Он был невысок ростом и немножко сутуловат, вероятно, от привычки ходить, потупив голову. Лицо его не походило на безжизненно-плоские или полные залихватской ноздревской удали лица большинства наших помещиков. Оно дышало умом, с оттенком едва заметной иронии. Человек этот мыслил: о том свидетельствовали его большие, сиявшие тихим блеском глаза. Он был невозмутимо кроток: это особенно выражалось в его улыбке, хотя улыбался он редко, сохраняя равновесие и спокойствие во всех своих действиях. Но общему благородству и внутреннему изяществу его особы нелепо противоречил странный цинизм его прикладной внешности, то есть одежды. Он носил всегда один и тот же нанковый сюртук, испачканный табаком, покрытый всевозможными пятнами, засаленный и потертый до крайности. К тому же сюртук этот был постоянно растегнут, обнаруживая рубашку, в свою очередь расходившуюся на груди. Это сильно поражало мое детское стыдливое чувство. Верно для симметрии, и широкий бант его панталон никогда не застегивался как следует. На боку у Григория Федоровича болтался повешенный через плечо большой безобразный мешок, который он называл кисетом; во рту торчала трубка, оставляемая им только, когда он спал или ел.
Судя по одежде, вы подумали бы, что перед вами какой-нибудь Плюшкин, скупость которого перешла за границы приличий и здравого смысла. А между тем он был щедр, вовсе не способен на мелочную расчетливость и во всем, кроме собственной личности, соблюдал чистоту и любил изящество, комфорт. Люди его были одеты и содержимы на редкость, дом убран нероскошно, но вполне прилично. Сад, который он сам развел, был расположен с большим вкусом. Все окружающее свидетельствовало о высокой степени развития помещика, стоявшего неизмеримо выше своих собратьев во всем, исключая неряшливого отношения к собственной особе. Тем страннее поражало последнее, что Татарчуков был очень расположен к прекрасному полу. Старость не мешала ему предаваться любовным похождениям. Он любил разнообразие в них и сохранил слабость к женщинам до самой смерти, а умер он восьмидесяти лет.

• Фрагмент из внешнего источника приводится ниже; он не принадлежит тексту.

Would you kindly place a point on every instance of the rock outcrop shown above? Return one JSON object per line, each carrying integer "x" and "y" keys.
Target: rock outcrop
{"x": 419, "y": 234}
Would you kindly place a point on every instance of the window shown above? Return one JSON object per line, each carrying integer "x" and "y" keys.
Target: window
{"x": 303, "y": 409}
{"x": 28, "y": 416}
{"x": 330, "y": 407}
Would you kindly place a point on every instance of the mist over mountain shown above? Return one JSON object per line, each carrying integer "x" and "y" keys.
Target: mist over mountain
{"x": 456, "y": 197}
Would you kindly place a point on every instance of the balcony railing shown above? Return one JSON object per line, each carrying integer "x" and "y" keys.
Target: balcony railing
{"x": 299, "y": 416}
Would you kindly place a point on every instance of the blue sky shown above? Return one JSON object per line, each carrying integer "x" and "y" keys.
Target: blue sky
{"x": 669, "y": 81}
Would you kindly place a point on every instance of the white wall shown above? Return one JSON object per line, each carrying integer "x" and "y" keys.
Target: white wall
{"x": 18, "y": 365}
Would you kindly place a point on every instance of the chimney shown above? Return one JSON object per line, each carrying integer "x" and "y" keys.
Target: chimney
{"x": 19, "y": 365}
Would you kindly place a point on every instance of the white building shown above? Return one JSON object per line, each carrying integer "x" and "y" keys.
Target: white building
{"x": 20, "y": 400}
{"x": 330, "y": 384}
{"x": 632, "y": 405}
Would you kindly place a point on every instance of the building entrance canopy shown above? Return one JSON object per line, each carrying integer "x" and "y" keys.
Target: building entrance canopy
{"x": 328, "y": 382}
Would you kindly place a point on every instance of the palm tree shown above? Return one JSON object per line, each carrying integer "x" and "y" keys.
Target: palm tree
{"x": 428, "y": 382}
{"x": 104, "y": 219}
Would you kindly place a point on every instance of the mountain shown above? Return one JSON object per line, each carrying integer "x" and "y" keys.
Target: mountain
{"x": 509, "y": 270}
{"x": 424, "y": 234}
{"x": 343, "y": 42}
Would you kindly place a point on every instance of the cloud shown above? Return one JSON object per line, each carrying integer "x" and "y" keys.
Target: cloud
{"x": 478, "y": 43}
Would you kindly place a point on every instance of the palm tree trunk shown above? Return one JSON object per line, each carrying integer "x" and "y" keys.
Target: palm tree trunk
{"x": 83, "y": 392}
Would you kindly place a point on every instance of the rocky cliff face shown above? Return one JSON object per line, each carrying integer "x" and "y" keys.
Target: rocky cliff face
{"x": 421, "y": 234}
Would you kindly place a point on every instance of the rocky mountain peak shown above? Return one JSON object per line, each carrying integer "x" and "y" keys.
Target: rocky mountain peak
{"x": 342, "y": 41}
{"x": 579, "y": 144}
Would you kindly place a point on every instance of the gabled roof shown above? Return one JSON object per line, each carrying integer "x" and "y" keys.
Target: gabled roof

На семьдесят втором или третьем году он вторично женился на молодой, привлекательной баронессе Вольф и имел от нее дочь. От первой жены у него были две дочери и три сына. Из них один находился на военной службе, другой учился в московском университете, третий, мальчик лет тринадцати, готовился поступить в какое-то учебное заведение.
Имение Григория Федоровича состояло из шестисот душ вместо тысячи, которую он должен был получить по смерти отца. Марья Федоровна успела оттягать от него четыреста душ — обстоятельство, к которому он относился стоически. Сестры он не любил, но не потому, что она его ограбила, а потому, что составляла полную противоположность ему по сердцу и понятиям. Григорий Федорович был доволен своим положением, и, что еще важнее, все были довольны им. Крестьяне обожали его: вокруг него всем жилось хорошо и привольно. Не было примера, чтобы он кого-нибудь обидел. С редкой в то время сознательностью и добросовестностью он не раз говаривал моему отцу: «Крестьяне ничем не обязаны мне; напротив, я им всем обязан, так как живу их трудом».
Татарчуков не мечтал ни о каких преобразованиях, потому что при коренном грехе нашего тогдашнего общественного строя он вполне понимал их невозможность и был убежден, что всякая частная мера, направленная к этой цели, будет парализована основным государственным началом.
При таком порядке вещей он считал возможным одно: так сказать, текущее, личное добро в кругу, доступном его влиянию, и делал его благородно, бескорыстно, не уставая, не раздражаясь неблагодарностью, если она встречалась, не ожидая ни от кого похвал.
Григорий Федорович недолго служил на государственной службе и вышел в отставку с чином прапорщика. В нем ни на каплю не было честолюбия.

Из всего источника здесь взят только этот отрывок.